Прочие слуги в доме уважали и любили Никандра, и все звали его по имени и отчеству. Он был добрый и справедливый человек, нисколько не гордился своим званием камердинера и старшего слуги и хотя был требователен и, случалось, ругал за лодырство, но никогда не ябедничал и не подводил своего брата. Напротив! Бывало, что он являлся заступником и принимал на себя чужие вины.

Из ванной доносилось фыркание моющегося адмирала. Затем слышно было, как он крякнул, погрузившись в холодную, прямо из-под крана, воду. Тогда Никандр, физиономия которого выражала сосредоточенное и напряженное внимание, пододвинулся поближе к двери в ванную. Мипуты через три оттуда раздался отрывистый, повелительный окрик: «Эй!» — и в ту же секунду Никандр уже был за дверями и, накинув простыню на мускулистое, закрасневшееся мокрое тело вздрагивавшего высокого адмирала, стал сильно растирать ему спину, поясницу и грудь. Адмирал лишь от удовольствия покрякивал и временами говорил:

— Крепче!

И Никандр тер во всю мочь.

Когда адмирал произнес наконец: «Стоп!» — Никандр быстро сдернул простыню, подал сорочку и вышел вон. Адмирал всегда одевался сам.

Через десять минут его высокопревосходительство, заглянув в кабинете, по морской привычке, на барометр и термометр, вышел в столовую в своем легком халате из цветной китайки и в сафьянных туфлях, направляясь быстрой и легкой походкой к столу. Как большая часть моряков, адмирал слегка горбил спину.
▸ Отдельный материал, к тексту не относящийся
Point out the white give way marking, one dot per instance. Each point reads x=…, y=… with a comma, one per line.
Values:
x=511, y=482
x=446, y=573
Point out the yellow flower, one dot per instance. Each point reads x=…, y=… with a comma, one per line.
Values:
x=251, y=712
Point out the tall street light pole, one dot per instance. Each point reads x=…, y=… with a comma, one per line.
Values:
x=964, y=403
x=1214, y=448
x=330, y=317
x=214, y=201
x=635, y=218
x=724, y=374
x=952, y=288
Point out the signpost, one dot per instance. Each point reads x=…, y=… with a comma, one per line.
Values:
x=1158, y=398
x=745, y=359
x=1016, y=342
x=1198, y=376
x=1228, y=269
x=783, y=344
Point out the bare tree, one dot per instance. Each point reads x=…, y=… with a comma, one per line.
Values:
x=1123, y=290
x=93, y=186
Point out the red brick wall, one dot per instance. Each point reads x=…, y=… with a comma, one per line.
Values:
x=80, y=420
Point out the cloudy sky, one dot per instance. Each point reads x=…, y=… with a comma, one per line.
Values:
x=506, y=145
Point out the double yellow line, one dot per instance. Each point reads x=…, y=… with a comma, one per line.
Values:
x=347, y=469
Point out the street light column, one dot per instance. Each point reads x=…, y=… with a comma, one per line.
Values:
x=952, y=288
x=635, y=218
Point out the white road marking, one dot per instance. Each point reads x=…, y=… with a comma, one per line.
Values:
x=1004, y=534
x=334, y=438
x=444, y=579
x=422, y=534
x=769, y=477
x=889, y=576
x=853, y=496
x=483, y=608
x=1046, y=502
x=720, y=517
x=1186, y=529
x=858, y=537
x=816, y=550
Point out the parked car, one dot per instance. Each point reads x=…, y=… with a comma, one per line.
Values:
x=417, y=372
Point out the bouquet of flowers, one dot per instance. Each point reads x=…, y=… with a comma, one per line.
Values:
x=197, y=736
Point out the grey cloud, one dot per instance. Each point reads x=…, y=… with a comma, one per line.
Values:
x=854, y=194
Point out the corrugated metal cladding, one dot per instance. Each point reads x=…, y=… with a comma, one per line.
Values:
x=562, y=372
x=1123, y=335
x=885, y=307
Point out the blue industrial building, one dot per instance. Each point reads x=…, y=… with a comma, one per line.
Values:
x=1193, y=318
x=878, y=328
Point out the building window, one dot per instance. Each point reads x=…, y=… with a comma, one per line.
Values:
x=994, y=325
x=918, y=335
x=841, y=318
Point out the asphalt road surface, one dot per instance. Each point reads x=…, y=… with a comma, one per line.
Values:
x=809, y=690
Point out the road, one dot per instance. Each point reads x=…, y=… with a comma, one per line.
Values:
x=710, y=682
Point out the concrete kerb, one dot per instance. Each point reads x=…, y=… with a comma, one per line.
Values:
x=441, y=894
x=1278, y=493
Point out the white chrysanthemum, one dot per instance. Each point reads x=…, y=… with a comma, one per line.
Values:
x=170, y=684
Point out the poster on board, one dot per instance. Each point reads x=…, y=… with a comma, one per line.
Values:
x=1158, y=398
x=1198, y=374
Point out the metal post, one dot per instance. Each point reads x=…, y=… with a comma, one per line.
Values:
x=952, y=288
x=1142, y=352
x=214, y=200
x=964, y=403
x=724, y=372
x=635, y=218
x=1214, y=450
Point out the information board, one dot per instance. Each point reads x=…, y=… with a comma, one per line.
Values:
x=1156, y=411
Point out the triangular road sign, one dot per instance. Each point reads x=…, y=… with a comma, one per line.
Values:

Одновременно с его появлением в столовой Никандр подал на стол кофейник, сливки, ветчину и тарелку с ломтями белого хлеба, поджаренными в сливочном масле. Подставив адмиралу стул, камердинер отошел к дверям, и адмирал стал пить из большой чашки кофе, заедая его горячими «тостами» и холодной ветчиной. Пил и ел он с большим аппетитом и необыкновенно скоро, точно торопился, боясь куда-нибудь опоздать.

II

Несмотря на то что адмиралу стукнуло уже семьдесят четыре года, никто не дал бы ему этих преклонных лет — так еще он был полон жизни, крепок и моложав. Высокий, плотный, но не полный, широкоплечий и мускулистый, он никогда в жизни серьезно не болел и пользовался неизменно могучим здоровьем. Он еще и теперь, несмотря на свои годы, взбегал без передышки на лестницы верхних этажей, исхаживал, не чувствуя усталости, десятки верст и летом в деревне скакал на коне, травя лисиц и зайцев.

Его продолговатое, сухощавое лицо, отливавшее резким румянцем, с загрубелой от долгих плаваний кожей, имело суровый, повелительный вид. В нем было что-то жесткое, непреклонное и властное. Сразу чувствовался в адмирале человек железной воли, привыкший повелевать на палубе своего корабля. Его небольшие серые глаза, с резким и холодным, как сталь, блеском, глядели из-под нависших, чуть-чуть заседевших бровей с выражением какого-то презрительного спокойствия старого человека, видавшего на своем веку всякие виды и знающего себе цену. Высокий его лоб был прорезан морщинами, и две глубокие борозды шли по обеим сторонам прямого, с небольшой горбиной, носа; но тщательно выбритые щеки, казалось, не поддавались влиянию времени: они были свежи, гладки и румяны. Густые светло-каштановые волосы на голове, подстриженные, как требовала форма, едва серебрились, и только короткие колючие усы были совсем седы. Прическу адмирал носил старинную: небольшой подфабренный кок возвышался над серединой лба, как петуший гребень, а виски прикрывались широкими, вперед зачесанными, гладкими прядками.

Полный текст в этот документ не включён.